Tapi bagaimana dengan kekuatiran Benny Harman?

Imam Syuja’ mengatakan, "Kalau Bali atau daerah lain ingin mengajukan hukum agama sebagai peraturan, kalau memang ada silakan saja. Daerah lain juga punya hak."

Legislator asal Maluku, Sayuti Asyathri, sependapat dengan Imam Syuja’. "Asal tetap dalam koridor konstitusi," kata Sayuti.

Namun Teuku Muhammad Nurlif dari Aceh minta agar daerah lain macam Flores, Bali, Minahasa atau Papua, tak terburu-buru mengajukan agamanya sebagai kesetaraan syariat Islam di Aceh. “Harus dilihat juga sejarahnya," kata Nurlif.

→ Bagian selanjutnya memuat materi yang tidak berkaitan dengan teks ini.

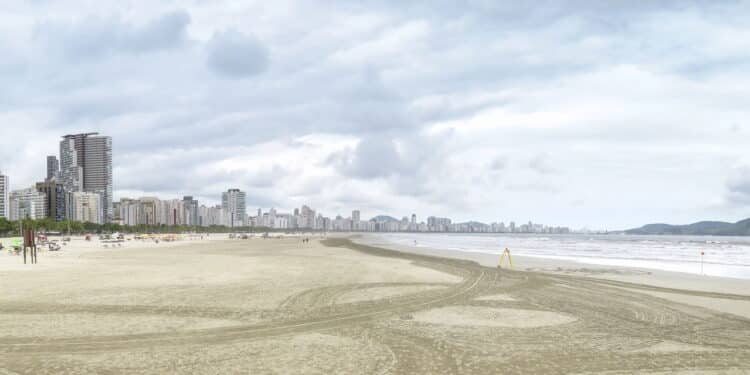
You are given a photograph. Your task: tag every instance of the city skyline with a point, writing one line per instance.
(609, 116)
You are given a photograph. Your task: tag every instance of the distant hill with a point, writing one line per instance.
(713, 228)
(384, 219)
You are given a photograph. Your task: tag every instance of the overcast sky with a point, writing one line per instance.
(582, 113)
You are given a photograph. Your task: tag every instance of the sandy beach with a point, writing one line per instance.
(278, 306)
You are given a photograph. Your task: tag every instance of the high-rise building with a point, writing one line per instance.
(191, 206)
(54, 198)
(307, 218)
(233, 202)
(86, 207)
(27, 204)
(86, 166)
(53, 167)
(4, 196)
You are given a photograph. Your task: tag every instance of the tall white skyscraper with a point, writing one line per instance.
(53, 167)
(4, 196)
(86, 166)
(27, 204)
(86, 207)
(233, 202)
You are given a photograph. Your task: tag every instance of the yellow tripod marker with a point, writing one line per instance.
(502, 257)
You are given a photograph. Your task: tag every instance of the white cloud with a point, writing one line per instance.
(589, 115)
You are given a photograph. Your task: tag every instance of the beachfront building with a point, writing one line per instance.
(86, 207)
(192, 217)
(233, 202)
(54, 198)
(128, 211)
(4, 196)
(307, 218)
(438, 224)
(27, 204)
(53, 167)
(86, 166)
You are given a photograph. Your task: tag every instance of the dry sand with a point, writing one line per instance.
(276, 306)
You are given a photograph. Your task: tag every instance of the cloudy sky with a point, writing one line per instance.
(582, 113)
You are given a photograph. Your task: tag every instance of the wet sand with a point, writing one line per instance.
(277, 306)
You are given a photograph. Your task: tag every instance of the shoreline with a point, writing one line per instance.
(635, 275)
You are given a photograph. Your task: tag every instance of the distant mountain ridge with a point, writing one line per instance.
(703, 228)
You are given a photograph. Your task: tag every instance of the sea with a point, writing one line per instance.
(721, 256)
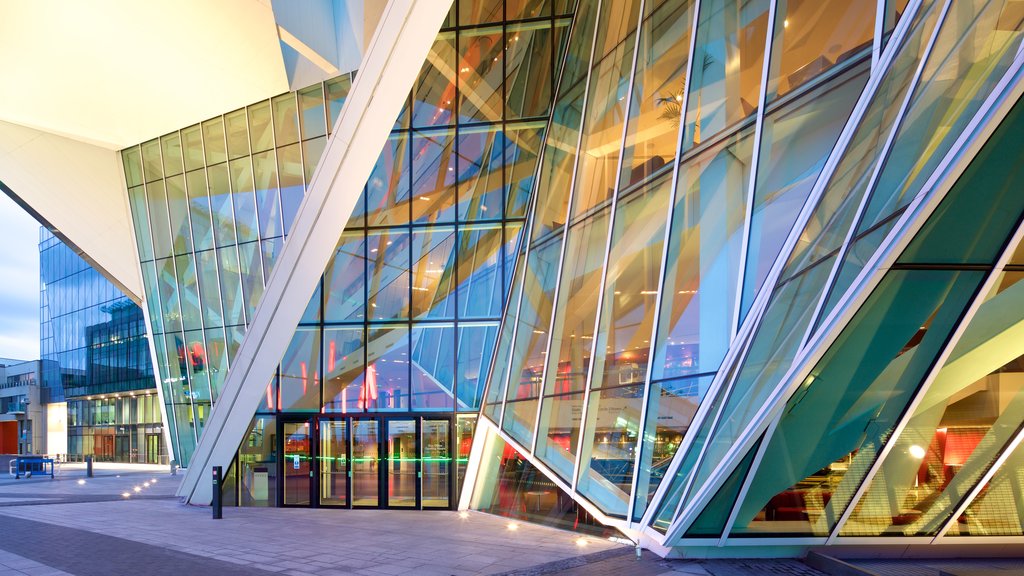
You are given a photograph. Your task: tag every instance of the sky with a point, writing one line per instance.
(18, 282)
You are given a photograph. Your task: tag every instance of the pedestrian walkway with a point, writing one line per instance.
(47, 548)
(128, 522)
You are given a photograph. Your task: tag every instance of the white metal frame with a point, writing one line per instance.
(399, 45)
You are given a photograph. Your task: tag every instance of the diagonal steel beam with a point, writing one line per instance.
(399, 46)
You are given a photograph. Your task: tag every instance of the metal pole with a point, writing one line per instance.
(217, 503)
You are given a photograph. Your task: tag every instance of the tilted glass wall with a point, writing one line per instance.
(95, 355)
(628, 298)
(407, 313)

Orang Aceh berjuang untuk syariat Islam selama 100 tahun lebih, sejak zaman Hindia Belanda. Ketika Soekarno memperkenalkan "Pancasila" dan diteruskan Jenderal Soeharto, maka "dasar negara" ini pun dilawan terus.

Politik agama di Indonesia tampaknya selalu emosional. Di Bali, ribut-ribut RUU Porno, mendorong tokoh dan organisasi Bali melontarkan ide “merdeka dari Indonesia.” Harian Komentar, sebuah suratkabar Manado, mengatakan dalam editorialnya kalau “daerah lain” bisa menjalankan syariat Islam maka Minahasa seharusnya juga boleh “merdeka.” Mungkin ini makna dari kekuatiran Benny Harman.